When having to shape a ‘TO-BE-best-in-class’ Procurement organisation, right sizing the organisation is one of the first matter that comes to the table and that needs an answer. Let me share my experience and personal view on this. As usual, I’ll keep the post short for fast reading. I look forward to answering any missing point.
First of all and to make it easier to understand, let’s assume that the company we are considering has following characteristics :
- $1,3 Billion of indirect / non-core spend in scope
- Presence in 20 countries
- An average of 3 sites per countries
- Sourcing and Procurement technology already in place
- World wide Sourcing and Procurement shared service centers already in place
Now here is my 3 step approach
- I’m sizing the organisation based on an average spend/FTE and company organisation
- I run a competitive approach then : I’m sizing the organisation based on Procurement Operating Costs/Addressable Spend
- I compare the 2, analyse the gap and take a position between the 2, not necessarily the mid-point
So, applying this above to our initial assumptions, here we go:
- I consider only $1 Billion as addressable i.e. accessible, demand-manageable, sourceable-negotiable
- Tip 1 : I consider a gap of ~30% between spend in scope and addressable of total spend is due to common non-influenceable spend categories)
- I assume $20 Million of spend can be managed by 1 Procurement FTE so this leads to 50 FTEs
- Tip 2: this benchmark varies from one industry to the other but I $20m has proven to be a good average. You can use CAPS Research public benchmarks to finetune this number
- I adjust this number according to the number of sites in scope, considering a) 80% of the spend is concentrated on 30% of sites and b) that you need at least 1 extra FTE on those sites i.e. 30% *3 sites * 20 Countries *1FTE = 18 FTE, so this lead to 68 FTEs
- Tip 3: Local presence is key although trend is to get shared services as much as possible. You can play with the 30% or even use real % to be even more realistic.
- I assume $100K Loaded Cost (LC) per FTE. In the current example: 68 FTEs * $100K = $68m / $1B = 0,68%.
- Tip 4: Use real average data as much as possible for LC.
- Best in class are at ~0,6% and this would lead to 60FTEs based on $100k LC per FTE. I take a median position and estimate the targeted size to be 64 FTE.
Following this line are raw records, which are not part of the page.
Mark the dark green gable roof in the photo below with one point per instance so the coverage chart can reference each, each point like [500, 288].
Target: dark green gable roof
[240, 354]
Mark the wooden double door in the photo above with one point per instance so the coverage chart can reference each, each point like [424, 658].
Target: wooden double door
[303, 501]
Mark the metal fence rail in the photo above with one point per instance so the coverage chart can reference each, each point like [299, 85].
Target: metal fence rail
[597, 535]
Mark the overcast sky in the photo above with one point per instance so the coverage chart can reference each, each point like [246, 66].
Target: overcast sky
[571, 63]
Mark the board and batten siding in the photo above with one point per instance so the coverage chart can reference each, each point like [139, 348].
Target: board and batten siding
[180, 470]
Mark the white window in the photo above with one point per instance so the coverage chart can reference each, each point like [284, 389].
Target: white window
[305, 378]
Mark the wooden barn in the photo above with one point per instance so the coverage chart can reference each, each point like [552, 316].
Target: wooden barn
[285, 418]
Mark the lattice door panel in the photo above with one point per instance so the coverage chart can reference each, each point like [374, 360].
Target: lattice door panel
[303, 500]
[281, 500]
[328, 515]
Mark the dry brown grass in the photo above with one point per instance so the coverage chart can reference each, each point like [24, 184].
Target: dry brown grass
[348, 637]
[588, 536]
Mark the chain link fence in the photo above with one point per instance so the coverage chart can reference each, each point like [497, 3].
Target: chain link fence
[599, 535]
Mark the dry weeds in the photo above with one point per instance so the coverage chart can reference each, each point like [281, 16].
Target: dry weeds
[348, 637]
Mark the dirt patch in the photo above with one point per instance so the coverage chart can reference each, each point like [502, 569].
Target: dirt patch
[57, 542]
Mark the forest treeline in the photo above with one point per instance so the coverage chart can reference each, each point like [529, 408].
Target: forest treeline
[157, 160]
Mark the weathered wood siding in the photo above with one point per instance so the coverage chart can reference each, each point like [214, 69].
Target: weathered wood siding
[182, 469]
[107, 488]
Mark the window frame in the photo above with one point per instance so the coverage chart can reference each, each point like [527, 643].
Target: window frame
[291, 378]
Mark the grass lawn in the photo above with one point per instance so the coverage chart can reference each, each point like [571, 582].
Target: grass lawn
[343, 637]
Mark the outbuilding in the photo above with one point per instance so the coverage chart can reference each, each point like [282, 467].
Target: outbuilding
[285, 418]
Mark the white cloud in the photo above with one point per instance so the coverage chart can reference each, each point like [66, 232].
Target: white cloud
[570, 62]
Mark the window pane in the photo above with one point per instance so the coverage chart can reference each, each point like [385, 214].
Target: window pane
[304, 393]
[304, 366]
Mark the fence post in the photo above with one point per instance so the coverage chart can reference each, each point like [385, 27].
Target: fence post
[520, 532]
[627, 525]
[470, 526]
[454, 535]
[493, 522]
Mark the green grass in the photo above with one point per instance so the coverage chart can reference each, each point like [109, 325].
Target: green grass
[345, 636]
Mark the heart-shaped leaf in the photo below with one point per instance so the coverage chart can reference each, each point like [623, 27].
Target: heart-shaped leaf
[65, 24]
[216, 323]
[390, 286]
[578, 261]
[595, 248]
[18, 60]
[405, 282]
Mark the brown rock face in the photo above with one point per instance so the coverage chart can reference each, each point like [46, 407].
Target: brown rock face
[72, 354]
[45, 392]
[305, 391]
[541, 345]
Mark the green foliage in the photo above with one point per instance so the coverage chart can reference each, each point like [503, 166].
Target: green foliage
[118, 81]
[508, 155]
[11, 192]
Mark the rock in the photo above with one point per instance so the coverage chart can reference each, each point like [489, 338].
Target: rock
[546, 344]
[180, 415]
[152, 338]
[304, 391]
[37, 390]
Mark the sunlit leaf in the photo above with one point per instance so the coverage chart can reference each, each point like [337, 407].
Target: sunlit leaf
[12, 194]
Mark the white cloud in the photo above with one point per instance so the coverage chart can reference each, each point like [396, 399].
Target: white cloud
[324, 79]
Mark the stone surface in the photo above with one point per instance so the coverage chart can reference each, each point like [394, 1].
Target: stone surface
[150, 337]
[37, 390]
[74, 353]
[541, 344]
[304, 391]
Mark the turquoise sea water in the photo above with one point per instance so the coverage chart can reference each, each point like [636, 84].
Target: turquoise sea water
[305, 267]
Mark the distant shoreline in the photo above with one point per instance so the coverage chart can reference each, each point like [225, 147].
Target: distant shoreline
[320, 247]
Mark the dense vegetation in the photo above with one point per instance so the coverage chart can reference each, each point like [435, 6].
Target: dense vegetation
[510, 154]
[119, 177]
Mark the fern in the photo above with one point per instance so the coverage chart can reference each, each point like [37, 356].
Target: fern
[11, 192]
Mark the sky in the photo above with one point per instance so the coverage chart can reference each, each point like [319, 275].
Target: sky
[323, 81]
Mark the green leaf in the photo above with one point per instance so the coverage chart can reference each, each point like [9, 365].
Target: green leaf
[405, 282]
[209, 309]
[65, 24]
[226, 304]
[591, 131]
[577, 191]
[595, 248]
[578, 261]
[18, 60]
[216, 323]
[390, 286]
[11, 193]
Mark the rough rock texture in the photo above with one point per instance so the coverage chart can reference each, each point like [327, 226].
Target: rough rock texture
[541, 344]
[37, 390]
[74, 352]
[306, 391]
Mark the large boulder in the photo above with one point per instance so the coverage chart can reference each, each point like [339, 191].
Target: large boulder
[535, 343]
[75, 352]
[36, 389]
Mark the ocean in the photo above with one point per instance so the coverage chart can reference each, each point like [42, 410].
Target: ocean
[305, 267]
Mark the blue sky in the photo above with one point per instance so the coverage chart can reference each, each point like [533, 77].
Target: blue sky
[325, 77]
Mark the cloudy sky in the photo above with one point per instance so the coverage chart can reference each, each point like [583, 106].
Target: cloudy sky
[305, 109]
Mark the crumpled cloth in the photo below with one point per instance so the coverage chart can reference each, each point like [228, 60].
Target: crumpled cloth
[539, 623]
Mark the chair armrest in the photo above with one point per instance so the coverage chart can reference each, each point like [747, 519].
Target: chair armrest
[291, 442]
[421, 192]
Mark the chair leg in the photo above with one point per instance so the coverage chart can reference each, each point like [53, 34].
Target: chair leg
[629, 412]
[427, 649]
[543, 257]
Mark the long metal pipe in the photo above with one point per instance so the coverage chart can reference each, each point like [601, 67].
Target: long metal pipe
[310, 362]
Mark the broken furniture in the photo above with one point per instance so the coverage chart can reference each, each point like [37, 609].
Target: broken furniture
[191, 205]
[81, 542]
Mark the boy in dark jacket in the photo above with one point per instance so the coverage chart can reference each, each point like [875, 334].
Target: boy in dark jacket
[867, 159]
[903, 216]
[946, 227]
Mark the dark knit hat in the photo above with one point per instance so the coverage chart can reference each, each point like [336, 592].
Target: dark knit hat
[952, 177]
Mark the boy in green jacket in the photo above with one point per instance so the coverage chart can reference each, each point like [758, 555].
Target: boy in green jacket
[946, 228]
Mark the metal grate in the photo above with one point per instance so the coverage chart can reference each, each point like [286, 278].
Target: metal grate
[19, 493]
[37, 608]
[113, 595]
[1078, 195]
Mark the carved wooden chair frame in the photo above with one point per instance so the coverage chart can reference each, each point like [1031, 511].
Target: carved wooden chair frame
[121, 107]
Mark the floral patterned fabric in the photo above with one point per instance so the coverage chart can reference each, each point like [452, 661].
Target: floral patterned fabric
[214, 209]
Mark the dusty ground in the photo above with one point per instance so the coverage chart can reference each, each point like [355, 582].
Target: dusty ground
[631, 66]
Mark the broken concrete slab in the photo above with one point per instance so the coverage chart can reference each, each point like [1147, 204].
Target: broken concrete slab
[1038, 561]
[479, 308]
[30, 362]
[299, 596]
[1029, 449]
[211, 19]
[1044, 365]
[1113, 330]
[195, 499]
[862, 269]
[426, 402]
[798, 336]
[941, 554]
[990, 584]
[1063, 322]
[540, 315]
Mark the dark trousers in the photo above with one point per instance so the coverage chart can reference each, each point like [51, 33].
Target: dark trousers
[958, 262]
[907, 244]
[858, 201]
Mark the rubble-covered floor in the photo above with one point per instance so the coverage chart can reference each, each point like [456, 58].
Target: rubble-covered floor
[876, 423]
Hello my old friend! Great blog! In the above calculation – what functions within procurement do you include? Sourcing & Category managers as well as operational purchasing (PO creation, catalog mgmt, invoice handling etc)?
Take care!
Best regards
Per
Hi Per, good to see you here!
To your question, all procurement functions are included but not Account Payable activities (invoice handling). Process stop at good receipt.
OK great! Thx for quick response! If you are in Stockholm pls dont hesitate to contact me. I promise you a nice dinner at a nice restaurant…even for a Frenchman to like ! 😉
I will certainly be in Stockholm later this FY. I will definitly reach you out.
Hello Jean-Philippe
Clear and simple ans helpfull.
The FtEs you are considering here include the transactional part of the process (placíng and managions orders) or just the « pure » purchasing activities (strategy, sourcing, contractualise, suppliers management, procurement process performance, …)?
More generally could you please specify what procurement subprocesses taxonomy you are considering here.